The QCBs used in our trial were adapted from a previous study by Sites et al. [10]. Quality-compromising behaviors have also been employed in studies investigating the learning curves of skills required for US-guided Regional Anesthesia [7,12]. For the purpose of our trial, we identified 8 behaviors that were applicable to tasks performed on the test phantom models: we used them as outcomes as well as key topics addressed by the instructor during the DL training. Out of these 8 QCBs, QCB1 (needle advancement without visualization) has been identified as the most in common mistake seen in novice operators [10]. In fact, our study reveals that subjects in all 3 groups repeatedly exhibited QCB1 during the pre-test. In the post-test, only DL subjects were able to curtail this behavior.

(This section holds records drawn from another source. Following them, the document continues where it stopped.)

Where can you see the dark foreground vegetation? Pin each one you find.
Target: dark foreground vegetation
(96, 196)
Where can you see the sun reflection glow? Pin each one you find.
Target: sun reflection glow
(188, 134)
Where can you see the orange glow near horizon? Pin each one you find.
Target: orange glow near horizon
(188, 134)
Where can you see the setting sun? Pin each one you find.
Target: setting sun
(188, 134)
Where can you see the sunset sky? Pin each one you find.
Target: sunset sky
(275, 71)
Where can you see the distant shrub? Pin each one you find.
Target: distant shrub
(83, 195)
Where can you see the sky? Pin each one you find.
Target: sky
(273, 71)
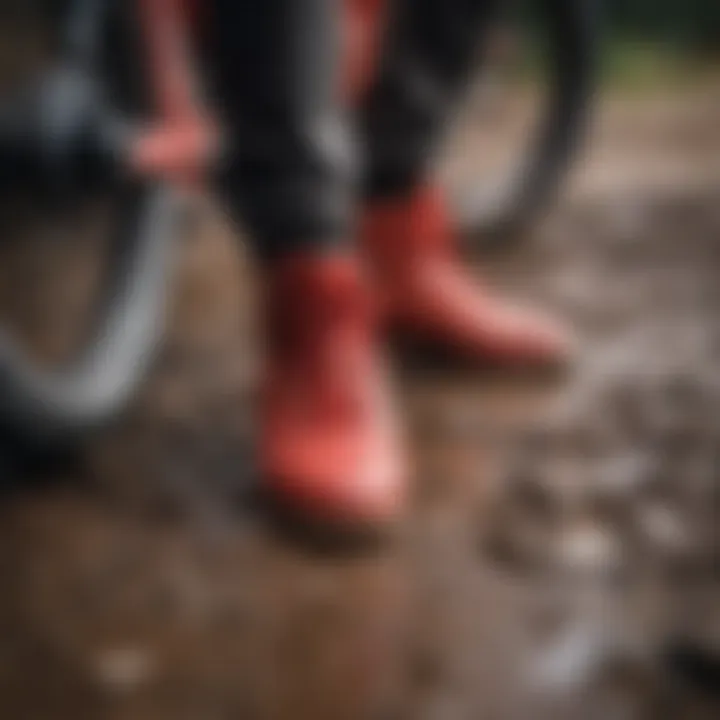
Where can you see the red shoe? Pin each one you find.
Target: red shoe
(427, 296)
(329, 446)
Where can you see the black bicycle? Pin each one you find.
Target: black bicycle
(90, 92)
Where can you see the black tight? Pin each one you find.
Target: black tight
(298, 160)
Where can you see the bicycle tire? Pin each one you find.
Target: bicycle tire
(45, 407)
(571, 28)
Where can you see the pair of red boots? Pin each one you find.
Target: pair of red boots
(330, 444)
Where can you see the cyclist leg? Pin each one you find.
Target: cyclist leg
(425, 64)
(328, 445)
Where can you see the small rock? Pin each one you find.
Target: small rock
(587, 546)
(123, 670)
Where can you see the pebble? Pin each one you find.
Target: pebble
(124, 669)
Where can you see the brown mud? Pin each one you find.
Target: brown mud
(560, 534)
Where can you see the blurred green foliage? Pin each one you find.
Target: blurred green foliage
(689, 24)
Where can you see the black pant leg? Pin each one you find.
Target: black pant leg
(426, 62)
(289, 171)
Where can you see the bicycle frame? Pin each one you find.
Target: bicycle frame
(183, 139)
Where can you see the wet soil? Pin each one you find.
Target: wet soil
(561, 533)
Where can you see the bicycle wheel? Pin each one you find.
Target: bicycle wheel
(83, 275)
(527, 113)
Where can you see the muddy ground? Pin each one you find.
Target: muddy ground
(561, 534)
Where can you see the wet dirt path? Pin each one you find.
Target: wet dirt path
(535, 575)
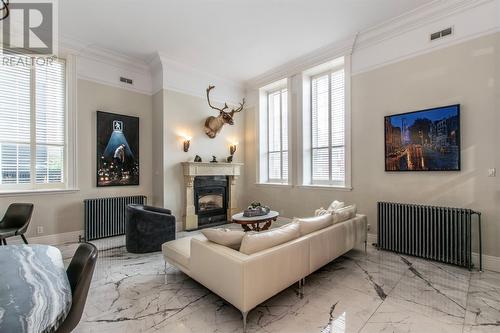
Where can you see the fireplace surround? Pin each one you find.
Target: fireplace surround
(196, 212)
(210, 199)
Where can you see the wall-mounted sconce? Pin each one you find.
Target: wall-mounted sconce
(187, 143)
(4, 9)
(232, 148)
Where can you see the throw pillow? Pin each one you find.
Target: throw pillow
(311, 224)
(344, 214)
(335, 205)
(226, 237)
(258, 241)
(321, 211)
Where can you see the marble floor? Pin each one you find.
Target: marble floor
(374, 292)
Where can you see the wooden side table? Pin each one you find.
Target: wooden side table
(254, 223)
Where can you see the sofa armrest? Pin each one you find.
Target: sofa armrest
(248, 280)
(158, 210)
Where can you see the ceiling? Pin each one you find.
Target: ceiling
(234, 39)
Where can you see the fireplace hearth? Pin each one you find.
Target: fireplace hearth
(213, 202)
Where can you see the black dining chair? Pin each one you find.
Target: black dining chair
(80, 272)
(15, 221)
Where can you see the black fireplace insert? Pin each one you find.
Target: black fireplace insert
(211, 199)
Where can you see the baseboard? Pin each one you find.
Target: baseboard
(54, 239)
(490, 263)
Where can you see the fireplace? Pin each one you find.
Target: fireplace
(215, 182)
(211, 200)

Our protocol contains some limitations. Firstly, we elected to train and test our study subjects using gel models, which are considered low fidelity. Cadaveric models might have simulated real patients more accurately. However, despite their higher fidelity, the access and storage conditions required by cadavers would severely limit their widespread implementation in common learning settings (classroom, hospital or medical conference). Secondly, we chose to study the IP technique because the ability to visualize the needle constitutes one of the most important technical skills in Regional Anesthesia [1]. Thus our findings may not apply to other US techniques such as the out-of-plane needling technique. Thirdly, we limited SL and DL to an hour-long session. We cannot rule out the possibility that SL might have compared favorably to DL had a longer period of independent technical discovery (SL) been allowed. However our results do suggest that, when novice operators are faced with a limited learning session (1 hour), DL provides better pedagogical efficiency. Finally, because of the punctual nature of our study intervention, no conclusions can be drawn regarding the learning curve of US IP technique for novice operators.

In conclusion, a directed-learning session, integrating coaching and feedback, is pedagogically more productive than self-learning for beginners aiming to acquire US IP technique. Further trials are required to determine the IP technique learning curve for novice operators.